A aquisição da desenvolvedora gaúcha Aquiris pela gigante Epic Games, ocorrida em abril de 2023, está agora revelando suas consequências significativas para o cenário de jogos independentes no Brasil. Recentemente, uma onda de demissões globais na Epic, somada à descontinuação de títulos proeminentes desenvolvidos pela Aquiris, reacende o debate sobre o futuro da propriedade intelectual nacional e a soberania do mercado brasileiro de videogames.

O Legado de Horizon Chase e Sua Descontinuação Inesperada

O jogo Horizon Chase, e sua versão Turbo, representavam um dos maiores sucessos indie do Brasil, ganhando reconhecimento internacional e conquistando uma legião de fãs com sua jogabilidade inspirada em clássicos como Top Gear. Nascido de um protótipo intitulado 'RETRO-RACERS' em 2015, o título, desenvolvido pela Aquiris, rapidamente transcendeu as fronteiras, tornando-se um case de êxito e até mesmo parte da diplomacia cultural brasileira, sendo presenteado ao presidente Lula em ocasiões notáveis, incluindo a presença do presidente francês Emmanuel Macron. A franquia expandiu-se com uma DLC dedicada a Ayrton Senna, o que solidificou ainda mais seu status cultural. Contudo, em uma decisão recente, a Epic Games anunciou o corte sumário de Horizon Chase e Horizon Chase Turbo de suas lojas digitais, com o acesso programado para ser interrompido em 1º de junho. Curiosamente, a sequência, Horizon Chase 2, desenvolvida em colaboração com a empresa americana, permanece disponível, levantando questões sobre o destino de projetos futuros.

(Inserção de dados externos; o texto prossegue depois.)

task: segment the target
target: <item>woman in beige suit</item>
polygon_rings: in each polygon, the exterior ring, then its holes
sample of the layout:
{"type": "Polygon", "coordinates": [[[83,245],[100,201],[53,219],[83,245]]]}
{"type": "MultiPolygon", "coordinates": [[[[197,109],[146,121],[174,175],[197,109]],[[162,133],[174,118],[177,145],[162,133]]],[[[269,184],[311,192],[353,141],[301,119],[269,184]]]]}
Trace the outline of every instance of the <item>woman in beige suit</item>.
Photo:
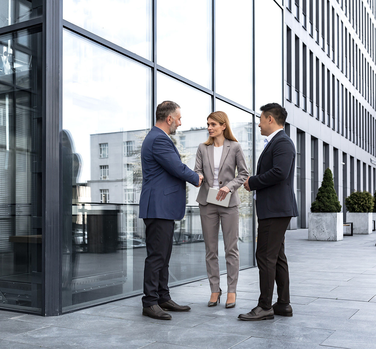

As Justificativas da Epic Games e o Cenário Global de Demissões

A Epic Games justificou as recentes demissões, que atingiram cerca de mil trabalhadores globalmente – incluindo um profissional com mais de uma década de atuação no Brasil – e os cortes em seu catálogo, citando uma recepção de mercado mais fraca do que o esperado para Fortnite, um de seus principais títulos. A empresa afirmou explicitamente que essas reestruturações não estão ligadas à expansão da inteligência artificial. No entanto, a perspectiva crítica aponta para uma possível estratégia de redução de custos, com muitos funcionários sendo realocados para regimes de trabalho freelance ou contratos temporários, o que sugere uma reorganização mais profunda que visa otimizar lucros em detrimento de empregos estáveis e da preservação de legados como o de Horizon Chase.

Soberania Nacional e a Proteção do Mercado de Jogos Brasileiro

O episódio da Aquiris e Horizon Chase serve como um alerta contundente para a indústria brasileira de jogos, ressaltando a importância de uma postura estratégica e a defesa dos interesses nacionais. A máxima, reiterada pelo presidente Lula, de que empresas estrangeiras priorizam seus próprios mercados e necessidades, ecoa fortemente neste contexto. É crucial que o Brasil desenvolva mecanismos robustos para proteger sua propriedade intelectual e fomentar um ambiente que valorize e preserve as criações locais. A dependência excessiva de aquisições por grandes corporações globais pode resultar na perda de controle sobre ativos culturais valiosos e na desvalorização do talento e do mercado interno. A lição sublinha a necessidade de uma política de Estado que encoraje o desenvolvimento autônomo, apoie financeiramente e culturalmente os estúdios nacionais, e promova a longevidade dos títulos brasileiros.

Desafios Éticos e a Importância da Preservação Digital

Diante de ações de mercado que levantam questionamentos éticos sobre a preservação de bens culturais digitais, surge a reflexão sobre alternativas para proteger nossa propriedade intelectual. Embora a pirataria seja ilegal e condenável, a falta de mecanismos eficazes de preservação por parte das empresas detentoras dos direitos pode levar à perda irrecuperável de obras importantes para a história cultural de um país. A situação de Horizon Chase evidencia a necessidade urgente de iniciativas jornalísticas e de comunidades que se dediquem à documentação e ao apoio à preservação de jogos, garantindo que o legado de títulos como o da Aquiris não seja simplesmente apagado do mapa digital.

A descontinuação de Horizon Chase, um marco da indústria brasileira de jogos, não é apenas uma notícia sobre um título que sai das lojas. É um sintoma de desafios maiores que a indústria independente global enfrenta, e um chamado à reflexão para o Brasil sobre a importância de proteger e nutrir suas próprias criações. O fortalecimento de políticas de soberania, o apoio a desenvolvedores locais e a valorização da propriedade intelectual brasileira são passos fundamentais para garantir que a próxima geração de sucessos nacionais tenha um futuro mais seguro e duradouro.